There have been several big snowfalls in a row this winter. I came home from a rare Sunday spent at the office and could barely get the car into the driveway.
I didn’t want to shovel. The teens were occupied, hanging out with their cousins; my wife wanted to nap. I wanted to spend some overdue quality time with the toddler. But I needed to clear the driveway so we could park two cars in it. Could I get two birds with one stone, maybe?
“Come help me shovel,” I said to her, and she eagerly agreed. She loves being outside, no matter what the weather is.
We got out my big shovels and her toddler-sized pink shovel, a hand-me-down from her siblings. She started off right next to me, but eventually drifted off and started digging into the snowbank, mining for ice crystals and pulling out interesting chunks as she went. I smiled. I did that when I was little.
I needed to shovel the path to the house, and wouldn’t be able to keep an eye on her in her mine. I invited her to come clear off the little table and chairs we keep on the path. She brushed them off with her mittens as I worked my way up the path. The snowbanks got higher and higher.
As I moved the now-cleared table and chairs away to shovel underneath them, I wondered idly why I bothered keeping them out during the winter. As soon as the table and chairs were back in place, she scrambled up onto the chair and sat there swinging her legs, grinning around at our work. Ah, I thought. That’s why.
The job was done. It had been an hour since we came out and her very rosy cheeks were telling me it was about time to pack it in. I asked her if it was time to go in for a hot chocolate, and she readily agreed. We put away our shovels as the snow started to fall again.

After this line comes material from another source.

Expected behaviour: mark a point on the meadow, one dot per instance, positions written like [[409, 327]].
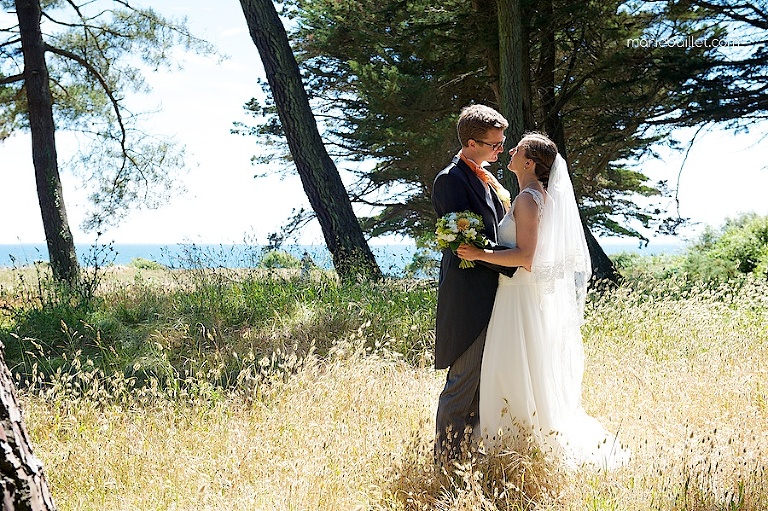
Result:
[[234, 389]]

We started up the path only for her to flop down in the snowbank after a half-dozen steps. She looked up at me, a cheeky smile on her rosy face. I smiled back, not quite sure what she was playing at.
“Taking a break?”
“No,” she said dreamily. “I’m just lying down in the snow.”

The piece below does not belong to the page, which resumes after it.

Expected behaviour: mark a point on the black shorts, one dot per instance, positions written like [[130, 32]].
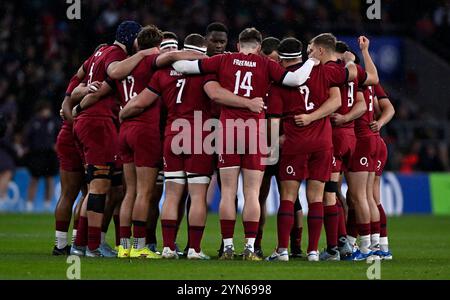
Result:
[[42, 163]]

I watched her for a moment, starfished in the snowbank, looking up into the grey sky with wonder in her eyes. Then I shrugged and plopped down next to her.
The fresh snow cradled me, softer than our mattresses, softer than the couch, softer than pillows. I was perfectly supported, almost floating in the snow. Like when you hear people describe floating in the Dead Sea; entirely, impossibly buoyant. And the snowbank insulated us equally from the slight wind and the noise from the street. The world simply fell away.
I was not entirely ready for the experience of just lying down in the snow.
She was still looking into the sky and so I followed her gaze. Snowflakes drifted gently down around us, falling toward us. Our home was warm and big and close and beyond it was a smooth, unblemished sky, and everywhere in between the fluffy, delicate snowflakes danced. I looked over at her.
“Baby, this was a really good idea.”
“Mhm,” she agreed, nodding confidently. A snowflake landed on her lip and she licked it off, grinning.
We watched the snow fall for a while, making chitchat, enjoying the way that the world had disappeared and it was just the two of us, side by side, in our cold, soft bed.
When we finally got up, we left our impressions in the snow, hers and mine. Mine was bigger; hers, barely perceptible, as little as she was. But, I thought as we kicked the snow off our boots to head inside, the impression she left that day was far, far deeper. And it would be felt long after the season changed and the snow melted away.
As always, folks, paddle your own canoe.